At one point intended to be a sequel to David Fincher’s Se7en, Solace starts out as a fairly typical crime thriller. Agents Joe Merriweather and Katherine Cowels are met with an apparently unsolvable string of murders: no evidence, all killed painlessly with no apparent links between them. Stumped, Joe turns to John Clancy, an old friend and ex-consultant for the FBI. Clancy, a psychic – though he insists it’s all intuition and some quirk of quantum theory that gifts him with visions – isn’t thrilled, but the case intrigues him and he rather reluctantly agrees to help them.

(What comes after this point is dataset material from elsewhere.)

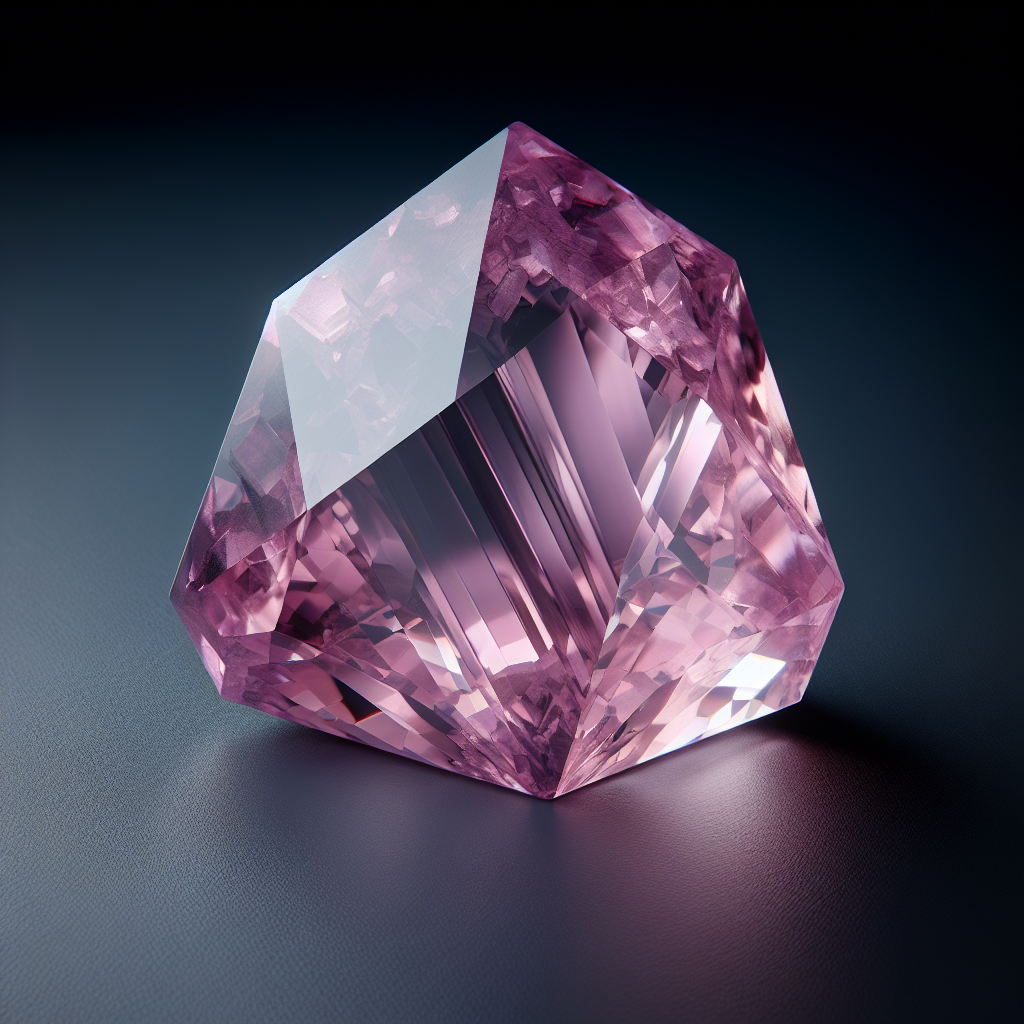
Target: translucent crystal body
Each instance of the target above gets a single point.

The story is fairly straightforward and easy to read from there, though there are a few surprises thrown into mix. For the most part Solace is completely gripping, not as focused on gore or action and a touch lighter than the relentlessly dark thrillers being churned out nowadays. And like most stories with an interesting premise, the film gets bogged down in overly-obvious symbolism and over-explanation.
But what Solace lacks in originality it more than makes up with the cast and characters. Though Anthony Hopkins’ John is a well-worn cliché (the jaded ex-investigator, recently bereaved, dragged back in for one last case) his performance keeps it from being too dull. Jeffrey Dean Morgan’s happily married Joe is a breath of fresh air after the onslaught of lone wolf types that have dominated the genre recently, and relatively unknown Abbie Cornish holds her own well.
All in all, it’s a strong debut – even if there are a few sequences that feel more like snippets from high budget adverts than a dark thriller – that comes to an oddly thought-provoking and sharply relevant conclusion.